Beuken tegen de poorten van de dood

Paavo Järvi © gf
Peter Vandeweerdt

Een Tweede symfonie van Mahler die aan de ribben plakt.

Dat Gustav Mahlers Tweede symfonie ook zijn populairste zou worden, viel niet bepaald af te leiden uit de commentaren van de critici na de première in december 1895: ze maakten het werk met de grond gelijk. Mahler had hen dan ook niet bepaald gegeven wat ze verwachtten. Deze ‘Auferstehung’ is in veel opzichten een breuk met de Eerste symfonie, al componeerde hij er vreemd genoeg gelijktijdig aan. De Eerste was een zoektocht, een omgewerkt symfonisch gedicht met een vage held in de hoofdrol. In de opvolger beukt Mahler in razernij tegen de poorten van de dood, die het met een dreun begeven en zo de weg naar de eeuwigheid openen. Zelden is in een artistiek werk zo krachtig het geloof in een hiernamaals uitgedrukt, maar Mahler zet de boodschap (en de woorden van dichter Friedreich Gottlieb Klopstock die hij gebruikt) naar zijn eigen hand: het is de liefde van de mens die hem naar de onsterfelijkheid leidt.
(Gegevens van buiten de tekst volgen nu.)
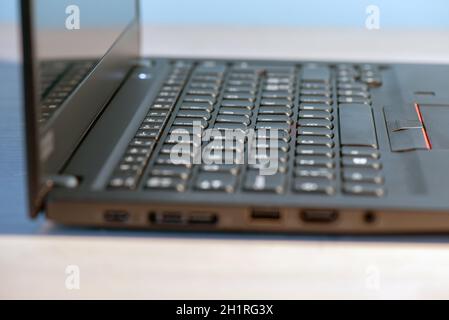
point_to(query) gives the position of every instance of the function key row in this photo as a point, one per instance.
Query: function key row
(128, 172)
(276, 112)
(361, 166)
(315, 164)
(196, 109)
(235, 113)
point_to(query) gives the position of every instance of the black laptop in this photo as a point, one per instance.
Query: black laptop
(117, 140)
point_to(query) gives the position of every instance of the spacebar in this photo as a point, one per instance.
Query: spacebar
(357, 125)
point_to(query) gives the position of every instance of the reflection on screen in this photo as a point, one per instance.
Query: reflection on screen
(72, 36)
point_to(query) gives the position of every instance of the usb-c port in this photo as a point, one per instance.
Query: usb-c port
(203, 219)
(172, 218)
(265, 215)
(116, 216)
(319, 216)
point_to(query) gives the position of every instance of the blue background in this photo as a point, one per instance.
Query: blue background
(324, 13)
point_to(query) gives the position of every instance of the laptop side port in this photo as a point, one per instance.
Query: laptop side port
(202, 219)
(167, 218)
(319, 216)
(265, 215)
(116, 216)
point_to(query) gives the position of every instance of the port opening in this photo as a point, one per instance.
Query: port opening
(199, 218)
(370, 217)
(265, 215)
(116, 216)
(169, 218)
(319, 216)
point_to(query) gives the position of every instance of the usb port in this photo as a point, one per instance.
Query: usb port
(113, 216)
(265, 215)
(319, 216)
(203, 219)
(167, 218)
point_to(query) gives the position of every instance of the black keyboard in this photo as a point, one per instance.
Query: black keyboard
(326, 143)
(58, 79)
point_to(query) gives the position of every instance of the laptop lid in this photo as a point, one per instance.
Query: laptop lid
(76, 53)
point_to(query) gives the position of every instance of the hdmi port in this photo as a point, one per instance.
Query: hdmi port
(267, 215)
(319, 216)
(203, 219)
(167, 218)
(116, 216)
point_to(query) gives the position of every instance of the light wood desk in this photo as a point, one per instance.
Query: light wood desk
(34, 255)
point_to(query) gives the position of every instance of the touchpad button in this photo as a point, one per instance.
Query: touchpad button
(436, 121)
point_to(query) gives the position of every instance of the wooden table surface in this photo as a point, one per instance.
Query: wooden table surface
(34, 255)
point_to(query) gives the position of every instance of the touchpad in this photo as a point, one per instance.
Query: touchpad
(436, 121)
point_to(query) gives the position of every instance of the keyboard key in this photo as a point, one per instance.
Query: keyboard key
(361, 162)
(267, 135)
(276, 110)
(166, 183)
(238, 104)
(274, 126)
(354, 100)
(315, 86)
(151, 126)
(361, 152)
(203, 124)
(316, 92)
(207, 181)
(234, 119)
(261, 183)
(128, 182)
(197, 106)
(203, 99)
(362, 175)
(239, 96)
(312, 131)
(269, 155)
(308, 114)
(357, 125)
(203, 92)
(315, 151)
(276, 102)
(171, 171)
(233, 169)
(275, 118)
(306, 172)
(353, 86)
(148, 143)
(324, 123)
(316, 99)
(314, 186)
(313, 73)
(231, 126)
(315, 141)
(277, 95)
(315, 107)
(354, 93)
(205, 115)
(152, 119)
(235, 111)
(267, 144)
(169, 159)
(314, 161)
(363, 189)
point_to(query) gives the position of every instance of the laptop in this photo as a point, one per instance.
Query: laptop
(117, 140)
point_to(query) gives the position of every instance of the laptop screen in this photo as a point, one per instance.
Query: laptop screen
(71, 38)
(76, 55)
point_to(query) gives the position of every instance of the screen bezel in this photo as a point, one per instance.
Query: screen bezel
(76, 116)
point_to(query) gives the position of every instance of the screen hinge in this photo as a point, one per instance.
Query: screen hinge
(52, 182)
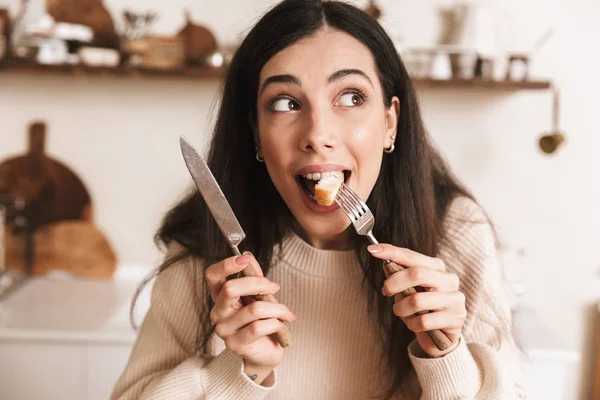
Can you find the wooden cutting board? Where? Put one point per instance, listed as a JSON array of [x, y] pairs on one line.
[[58, 209]]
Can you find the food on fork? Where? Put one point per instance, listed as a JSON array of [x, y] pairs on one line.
[[327, 187]]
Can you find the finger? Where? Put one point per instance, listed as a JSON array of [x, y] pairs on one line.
[[229, 299], [443, 320], [426, 301], [256, 311], [250, 285], [244, 337], [406, 257], [216, 274], [439, 280]]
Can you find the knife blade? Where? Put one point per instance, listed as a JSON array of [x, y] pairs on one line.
[[224, 216]]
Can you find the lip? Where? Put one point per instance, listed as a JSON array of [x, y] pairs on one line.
[[321, 168]]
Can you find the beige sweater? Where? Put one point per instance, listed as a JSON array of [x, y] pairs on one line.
[[334, 354]]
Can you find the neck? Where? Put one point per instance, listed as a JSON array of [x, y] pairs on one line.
[[342, 241]]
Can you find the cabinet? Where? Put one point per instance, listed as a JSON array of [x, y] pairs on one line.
[[61, 371]]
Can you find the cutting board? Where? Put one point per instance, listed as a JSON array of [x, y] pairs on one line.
[[58, 210]]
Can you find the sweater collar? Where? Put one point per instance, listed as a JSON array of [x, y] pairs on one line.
[[316, 262]]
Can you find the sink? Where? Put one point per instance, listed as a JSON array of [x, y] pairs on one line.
[[67, 307]]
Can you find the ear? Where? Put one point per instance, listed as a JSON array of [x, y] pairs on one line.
[[391, 121], [253, 128]]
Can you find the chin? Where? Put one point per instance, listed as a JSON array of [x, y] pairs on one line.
[[324, 227]]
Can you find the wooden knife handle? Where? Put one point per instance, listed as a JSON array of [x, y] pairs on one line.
[[442, 342], [283, 337]]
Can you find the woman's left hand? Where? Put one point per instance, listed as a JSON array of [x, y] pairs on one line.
[[443, 297]]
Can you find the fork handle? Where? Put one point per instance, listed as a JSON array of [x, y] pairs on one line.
[[441, 340]]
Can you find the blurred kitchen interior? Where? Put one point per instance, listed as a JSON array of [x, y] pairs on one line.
[[95, 94]]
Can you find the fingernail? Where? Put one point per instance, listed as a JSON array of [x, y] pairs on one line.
[[242, 260], [373, 249]]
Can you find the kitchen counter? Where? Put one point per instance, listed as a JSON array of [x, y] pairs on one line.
[[59, 308], [73, 337]]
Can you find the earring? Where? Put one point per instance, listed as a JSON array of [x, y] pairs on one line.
[[392, 147], [259, 158]]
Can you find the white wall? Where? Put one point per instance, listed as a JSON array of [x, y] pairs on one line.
[[121, 135]]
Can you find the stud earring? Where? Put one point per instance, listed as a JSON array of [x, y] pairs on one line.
[[392, 147], [259, 158]]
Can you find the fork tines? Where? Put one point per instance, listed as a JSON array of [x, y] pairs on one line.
[[350, 203]]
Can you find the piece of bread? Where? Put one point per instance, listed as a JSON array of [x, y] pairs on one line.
[[326, 189]]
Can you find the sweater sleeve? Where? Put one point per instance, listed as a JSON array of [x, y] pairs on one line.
[[164, 363], [485, 364]]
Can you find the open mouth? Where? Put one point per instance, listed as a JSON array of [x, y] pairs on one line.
[[309, 181]]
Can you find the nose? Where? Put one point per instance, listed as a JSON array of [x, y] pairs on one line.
[[319, 135]]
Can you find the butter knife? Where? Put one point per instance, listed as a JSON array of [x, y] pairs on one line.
[[223, 214]]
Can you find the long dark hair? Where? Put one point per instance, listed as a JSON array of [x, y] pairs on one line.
[[410, 197]]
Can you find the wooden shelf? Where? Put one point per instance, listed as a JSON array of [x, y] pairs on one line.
[[197, 73], [481, 84], [208, 73]]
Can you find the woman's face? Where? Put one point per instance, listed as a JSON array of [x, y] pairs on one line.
[[321, 108]]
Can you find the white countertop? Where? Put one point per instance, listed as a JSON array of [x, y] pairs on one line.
[[68, 309], [64, 308]]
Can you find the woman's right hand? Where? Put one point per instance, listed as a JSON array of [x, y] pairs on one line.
[[246, 328]]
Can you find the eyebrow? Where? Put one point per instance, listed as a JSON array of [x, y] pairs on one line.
[[345, 72], [336, 76]]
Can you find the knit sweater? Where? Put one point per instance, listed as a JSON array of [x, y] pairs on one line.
[[335, 354]]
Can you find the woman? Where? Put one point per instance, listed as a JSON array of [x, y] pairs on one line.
[[317, 87]]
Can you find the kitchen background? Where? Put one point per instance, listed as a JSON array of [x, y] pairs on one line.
[[120, 135]]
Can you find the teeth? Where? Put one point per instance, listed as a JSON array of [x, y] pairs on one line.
[[317, 176]]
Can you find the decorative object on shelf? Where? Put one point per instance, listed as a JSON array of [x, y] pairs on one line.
[[38, 36], [200, 44], [146, 51], [90, 13], [53, 227], [30, 26], [471, 29], [518, 63], [99, 57], [373, 11], [137, 25], [431, 62], [550, 141], [156, 52]]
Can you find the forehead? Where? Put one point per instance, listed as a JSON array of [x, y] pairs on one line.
[[321, 54]]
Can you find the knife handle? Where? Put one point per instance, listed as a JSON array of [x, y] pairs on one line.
[[283, 337], [441, 340]]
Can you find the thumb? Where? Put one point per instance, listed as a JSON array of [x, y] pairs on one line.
[[254, 264]]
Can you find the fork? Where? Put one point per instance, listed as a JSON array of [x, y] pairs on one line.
[[363, 221]]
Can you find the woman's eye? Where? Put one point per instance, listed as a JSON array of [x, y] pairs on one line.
[[351, 100], [285, 105]]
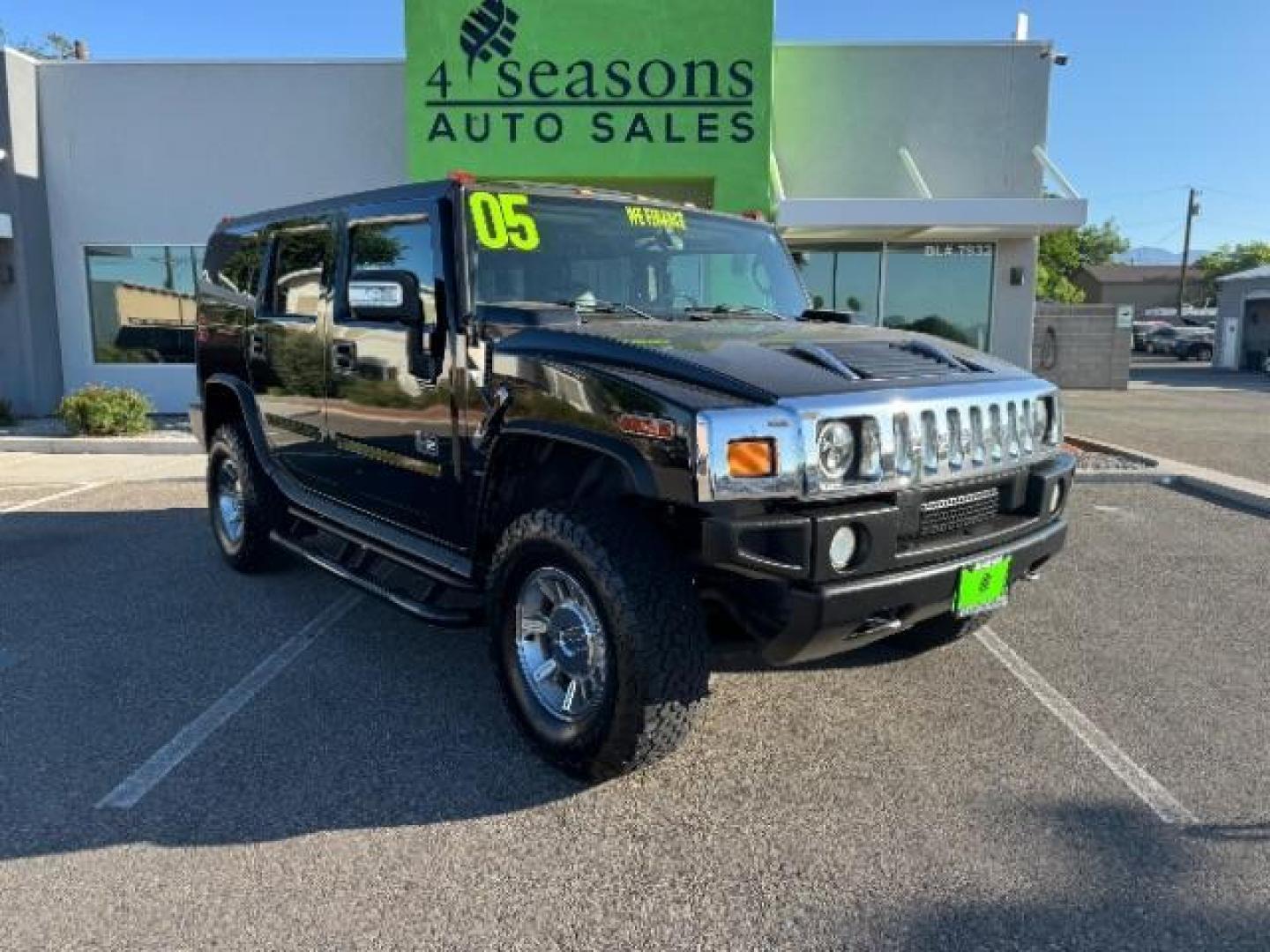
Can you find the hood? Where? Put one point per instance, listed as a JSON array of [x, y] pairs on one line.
[[759, 361]]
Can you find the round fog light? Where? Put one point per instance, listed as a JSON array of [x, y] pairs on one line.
[[842, 547], [1056, 498]]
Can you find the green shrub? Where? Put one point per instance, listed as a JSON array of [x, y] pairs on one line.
[[98, 410]]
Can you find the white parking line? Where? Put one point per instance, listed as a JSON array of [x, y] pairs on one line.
[[34, 502], [1151, 791], [193, 734]]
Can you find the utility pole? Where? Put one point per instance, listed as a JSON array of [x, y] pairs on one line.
[[1192, 211]]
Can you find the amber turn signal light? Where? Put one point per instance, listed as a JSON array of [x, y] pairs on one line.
[[750, 458]]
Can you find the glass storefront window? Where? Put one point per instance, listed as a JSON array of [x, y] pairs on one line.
[[141, 301], [857, 279], [943, 290], [846, 279]]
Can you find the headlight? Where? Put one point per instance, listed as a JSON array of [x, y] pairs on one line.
[[836, 450]]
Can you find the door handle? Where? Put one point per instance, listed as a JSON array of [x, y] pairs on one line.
[[343, 357]]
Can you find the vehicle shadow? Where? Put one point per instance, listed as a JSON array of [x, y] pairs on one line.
[[126, 626], [1120, 880], [130, 626]]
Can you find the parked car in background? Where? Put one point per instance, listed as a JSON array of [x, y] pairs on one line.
[[1194, 344], [1142, 329], [1161, 340]]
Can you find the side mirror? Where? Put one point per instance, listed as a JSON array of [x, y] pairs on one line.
[[385, 296]]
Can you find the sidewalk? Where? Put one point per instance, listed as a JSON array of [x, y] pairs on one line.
[[170, 435], [1215, 485]]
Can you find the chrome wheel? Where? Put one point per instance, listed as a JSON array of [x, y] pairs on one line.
[[228, 502], [560, 645]]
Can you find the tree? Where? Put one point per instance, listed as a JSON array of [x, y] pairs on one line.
[[1231, 258], [52, 46], [1064, 253]]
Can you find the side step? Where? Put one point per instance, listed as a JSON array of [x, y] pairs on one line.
[[355, 564]]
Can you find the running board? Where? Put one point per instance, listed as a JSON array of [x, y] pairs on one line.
[[421, 609]]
Mahler wou met deze symfonie zijn publiek omverblazen. Dat blijkt alleen al uit de vijfdelige opbouw: de grimmige en heftige dodenritus van de eerste beweging, die twintig minuten duurt; de korte herinnering aan de rijkdom van het leven in de vorm van een volkswijsje; een gitzwarte, ironische beschouwing rond de zin van het leven; een voorzichtige aanzet naar het licht, waarin voor het eerst de stemmen opduiken; en dan een 35 minuten lange finale die allerlei oude en nieuwe thema’s laat passeren maar meteen ook het laatste oordeel en het thema van de verrijzenis aankondigt, en dan alles uit de kast haalt voor het overweldigende slot: ‘Aufersteh’n, ja aufersteh’n, wirst du, mein Herz, in einem Nu!’ In het orkest beieren de klokken (Mahler had voor zijn opvoeringen echte kerkklokken gekocht omdat hij het klassieke glockenspiel te slap vond) en davert het orgel voor het eerst. De bassen gaan voor de laagste noot die voor koorstemmen wordt geschreven en het koor kreeg de instructie om ‘mit höchster Kraft’ te zingen.

Kiezen voor een uitvoering met het grootste effect is dan ook volkomen gerechtvaardigd. En dat is deze versie van Paavo Järvi en het Radiosymfonisch Orkest van Frankfurt (met mezzosopraan Alice Coote en sopraan Natalie Dessay) zonder twijfel. Klaterende kopers, bangelijk slagwerk, violen die krijsen van angst maar ook sijpelen als diffuus ochtendlicht, een koor dat muisstil aanzet en dan rolt als de donder. En vooral: een haarzuivere opnamekwaliteit, waardoor dat alles ook perfect onderscheiden kan worden. Deze Auferstehung is minder evenwichtig dan bijvoorbeeld de versie van Simon Rattle en zijn City of Birmingham Orchestra (EMI Classics), maar het is er eentje die aan de ribben blijft plakken.

FRANKFURTER RADIO SYMPHONY ORCHESTRA O.L.V. PAAVO JäRVI, SOLISTEN ALICE COOTE EN NATALIE DESSAY: SYMFONIE NR. 2 (‘AUFERStEHUNG’) VAN GUSTAV MAHLER, VIRGIN CLASSICS.